This lesson is in the early stages of development (Alpha version)

DeapSECURE module 2: Dealing with Big Data

The Big Data lesson module introduces an efficient way of handling, processing, and analyzing large amounts of data using pandas, matplotlib and seaborn. pandas is the de facto data analysis and manipulation tool for Python programming language. Matplotlib and Seaborn are visualization packages for data analysis in Python. The data handling skills introduced in this lesson form the foundation for the subsequent two lessons on machine learning and neural networks.

Prerequisites

  • Learners should have acquired basic skills in Python programming in order to learn this lesson effectively. Learners that are new to Python are encouraged to take a brief tutorial on Python, such as the Plotting and Programming in Python lesson by Software Carpentry. The DeapSECURE project also maintains a list of Python crash courses.

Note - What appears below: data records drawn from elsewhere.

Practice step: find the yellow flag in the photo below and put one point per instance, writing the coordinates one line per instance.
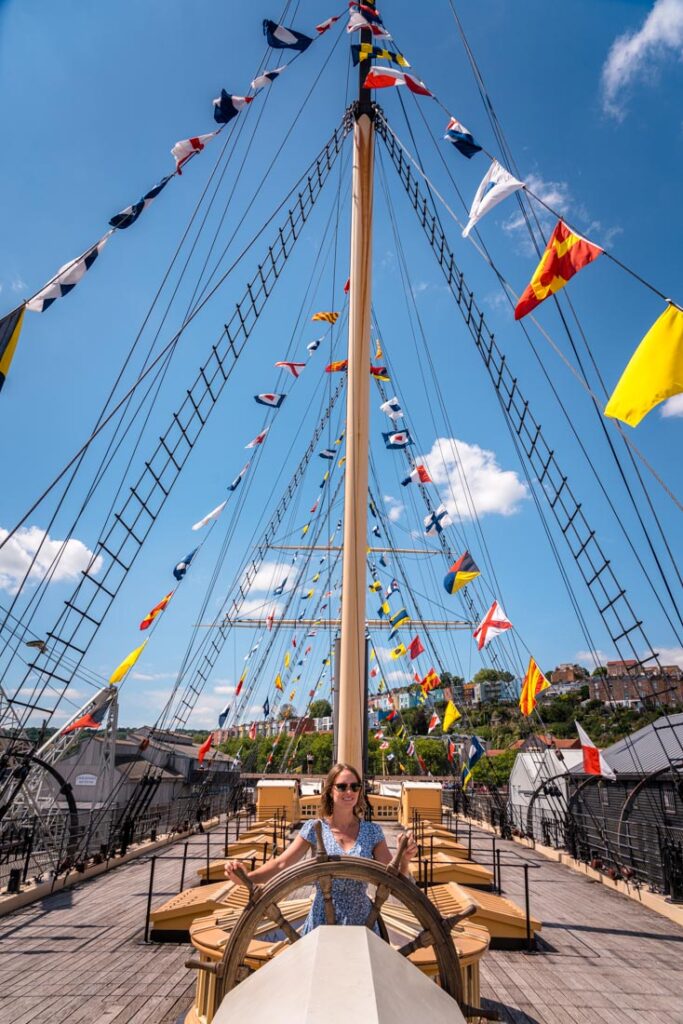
(535, 683)
(127, 664)
(10, 328)
(451, 715)
(654, 373)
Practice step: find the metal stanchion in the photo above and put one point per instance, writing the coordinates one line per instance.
(527, 910)
(493, 861)
(150, 892)
(182, 869)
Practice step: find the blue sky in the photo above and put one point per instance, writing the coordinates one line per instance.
(93, 98)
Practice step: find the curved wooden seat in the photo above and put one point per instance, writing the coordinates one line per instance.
(504, 920)
(445, 867)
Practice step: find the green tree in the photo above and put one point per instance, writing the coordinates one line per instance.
(492, 676)
(319, 709)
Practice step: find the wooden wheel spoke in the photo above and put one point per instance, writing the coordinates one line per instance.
(424, 938)
(323, 870)
(330, 912)
(381, 897)
(279, 918)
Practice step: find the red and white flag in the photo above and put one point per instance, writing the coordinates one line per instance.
(205, 748)
(329, 22)
(258, 439)
(186, 147)
(416, 648)
(493, 623)
(594, 763)
(293, 368)
(418, 475)
(380, 77)
(356, 20)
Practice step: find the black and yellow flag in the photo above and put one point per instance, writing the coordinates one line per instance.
(10, 328)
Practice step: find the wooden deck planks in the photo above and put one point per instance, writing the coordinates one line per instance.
(78, 956)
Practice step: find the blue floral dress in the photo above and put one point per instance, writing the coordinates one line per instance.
(350, 898)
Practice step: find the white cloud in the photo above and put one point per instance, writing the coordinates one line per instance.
(394, 509)
(673, 407)
(638, 54)
(272, 574)
(259, 607)
(16, 555)
(492, 489)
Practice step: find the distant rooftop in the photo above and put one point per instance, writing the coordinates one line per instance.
(648, 750)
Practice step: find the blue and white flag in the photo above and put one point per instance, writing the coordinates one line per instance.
(401, 438)
(462, 138)
(266, 78)
(227, 107)
(182, 566)
(274, 400)
(131, 213)
(281, 38)
(437, 520)
(392, 409)
(238, 479)
(67, 278)
(496, 185)
(398, 620)
(210, 516)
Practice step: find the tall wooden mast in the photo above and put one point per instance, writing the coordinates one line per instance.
(352, 669)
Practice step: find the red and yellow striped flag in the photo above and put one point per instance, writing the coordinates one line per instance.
(565, 254)
(535, 683)
(157, 610)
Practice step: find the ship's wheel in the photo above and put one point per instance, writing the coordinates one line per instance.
(263, 905)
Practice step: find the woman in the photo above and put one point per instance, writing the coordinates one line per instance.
(344, 832)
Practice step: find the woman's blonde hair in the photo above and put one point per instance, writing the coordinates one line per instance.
(327, 803)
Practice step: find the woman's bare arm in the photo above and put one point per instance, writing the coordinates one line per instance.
(381, 853)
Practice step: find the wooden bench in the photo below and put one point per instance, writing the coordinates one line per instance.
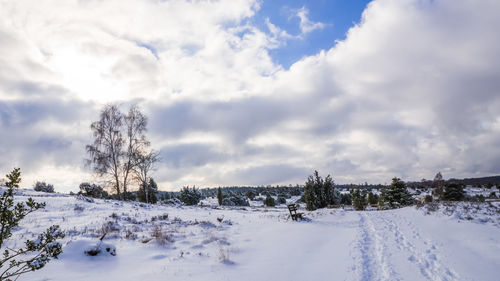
(293, 212)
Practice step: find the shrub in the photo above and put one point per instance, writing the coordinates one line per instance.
(319, 193)
(269, 201)
(235, 200)
(43, 187)
(36, 253)
(190, 196)
(147, 193)
(92, 190)
(280, 200)
(397, 195)
(346, 199)
(372, 198)
(453, 192)
(359, 200)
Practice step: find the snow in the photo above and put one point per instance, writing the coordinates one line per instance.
(155, 242)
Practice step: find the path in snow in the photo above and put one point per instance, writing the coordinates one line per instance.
(261, 244)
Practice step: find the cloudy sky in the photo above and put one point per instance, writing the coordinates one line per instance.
(255, 92)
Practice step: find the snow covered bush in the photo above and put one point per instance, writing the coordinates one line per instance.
(147, 192)
(319, 193)
(36, 253)
(269, 201)
(43, 187)
(92, 190)
(190, 196)
(359, 200)
(235, 200)
(280, 200)
(453, 192)
(396, 195)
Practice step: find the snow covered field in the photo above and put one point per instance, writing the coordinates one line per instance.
(257, 243)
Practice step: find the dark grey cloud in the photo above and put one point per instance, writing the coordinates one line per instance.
(187, 156)
(266, 174)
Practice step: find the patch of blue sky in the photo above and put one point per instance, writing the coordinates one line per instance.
(336, 15)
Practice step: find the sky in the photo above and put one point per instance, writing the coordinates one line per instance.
(248, 92)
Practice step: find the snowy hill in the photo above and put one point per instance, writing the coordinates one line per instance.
(254, 243)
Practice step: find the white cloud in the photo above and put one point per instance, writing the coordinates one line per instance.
(306, 25)
(412, 90)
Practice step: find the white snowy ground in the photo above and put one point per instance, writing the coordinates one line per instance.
(255, 243)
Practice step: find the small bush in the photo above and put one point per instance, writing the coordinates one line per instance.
(269, 201)
(35, 254)
(43, 187)
(235, 200)
(453, 192)
(281, 200)
(92, 190)
(190, 196)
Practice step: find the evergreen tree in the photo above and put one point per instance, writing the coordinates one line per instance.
(337, 197)
(269, 201)
(328, 192)
(190, 196)
(397, 194)
(147, 192)
(453, 192)
(346, 199)
(319, 191)
(36, 253)
(14, 178)
(219, 196)
(309, 195)
(359, 199)
(372, 198)
(438, 185)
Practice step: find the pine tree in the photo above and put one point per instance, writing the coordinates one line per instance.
(372, 198)
(397, 194)
(453, 192)
(14, 178)
(219, 196)
(190, 196)
(328, 191)
(438, 185)
(359, 199)
(319, 191)
(309, 195)
(36, 253)
(269, 201)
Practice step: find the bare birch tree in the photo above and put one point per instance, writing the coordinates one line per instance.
(136, 142)
(119, 142)
(145, 163)
(106, 152)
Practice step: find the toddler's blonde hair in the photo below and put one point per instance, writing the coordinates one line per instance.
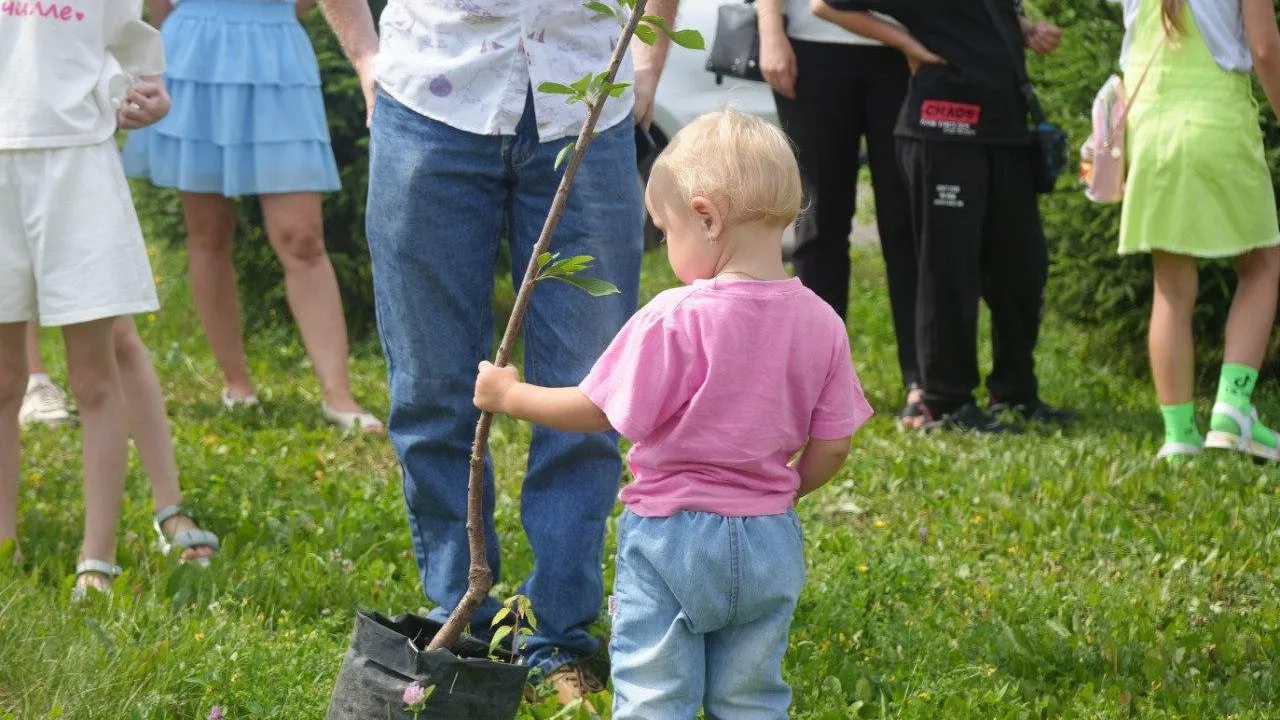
(745, 165)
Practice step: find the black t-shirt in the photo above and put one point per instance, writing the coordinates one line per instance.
(974, 96)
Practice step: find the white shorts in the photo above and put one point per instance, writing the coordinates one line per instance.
(71, 246)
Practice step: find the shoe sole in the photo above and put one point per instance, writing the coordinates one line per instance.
(1219, 440)
(51, 419)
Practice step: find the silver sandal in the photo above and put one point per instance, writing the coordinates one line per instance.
(110, 572)
(184, 540)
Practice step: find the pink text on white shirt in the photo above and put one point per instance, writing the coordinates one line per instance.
(53, 10)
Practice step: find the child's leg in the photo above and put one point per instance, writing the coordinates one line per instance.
(95, 381)
(1173, 359)
(13, 384)
(657, 647)
(1248, 329)
(149, 425)
(744, 660)
(35, 364)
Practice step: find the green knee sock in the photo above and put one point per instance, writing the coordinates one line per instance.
(1180, 423)
(1235, 388)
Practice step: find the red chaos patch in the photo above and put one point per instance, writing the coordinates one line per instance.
(945, 112)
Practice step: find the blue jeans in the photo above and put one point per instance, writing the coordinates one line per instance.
(704, 606)
(440, 201)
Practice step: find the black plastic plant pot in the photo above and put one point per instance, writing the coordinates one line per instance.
(384, 659)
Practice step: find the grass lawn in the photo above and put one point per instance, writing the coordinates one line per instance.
(1050, 575)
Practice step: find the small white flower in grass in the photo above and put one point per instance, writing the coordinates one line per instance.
(415, 697)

  • This lesson module requires Python, Pandas, Matplotlib and Seaborn. For optimal teaching and learning experience, please use Jupyter Notebook or JupyterLab.

Schedule

Setup Download files required for the lesson
00:00 1. Introduction to Big Data Analytics and Pandas What is big data?
What is big data analytics?
What are the uses of big data analytics in cybersecurity?
What is Pandas?
What are the appropriate use cases of Pandas?
00:00 2. Big Data Challenge: Detecting Malicious Activities on Smartphones What are the security challenges related to smartphones?
What are the goals of big data analytics in cybersecurity?
What is the Sherlock dataset?
What are the potential uses of the Sherlock dataset?
00:10 3. Fundamental of Pandas What are Series and DataFrame in Pandas?
How to create a Series object?
How to create a DataFrame object?
How to retrieve and modify data in a Series or DataFrame object?
00:55 4. Analytics of Sherlock Data with Pandas What are the basic data manipulation operations (building blocks) in pandas?
What insights can we obtain by common combinations of these building blocks?
01:45 5. Data Wrangling and Visualization How do I check data distribution and find inner relationships between different features?
How do I analyze features by using visualization tools?
02:15 6. Outro: Big Data Analytics in Real-World Applications How does big data processing look in the real world?
What other tools and frameworks are available for big data processing?
02:20 Finish

The actual schedule may vary slightly depending on the topics and exercises chosen by the instructor.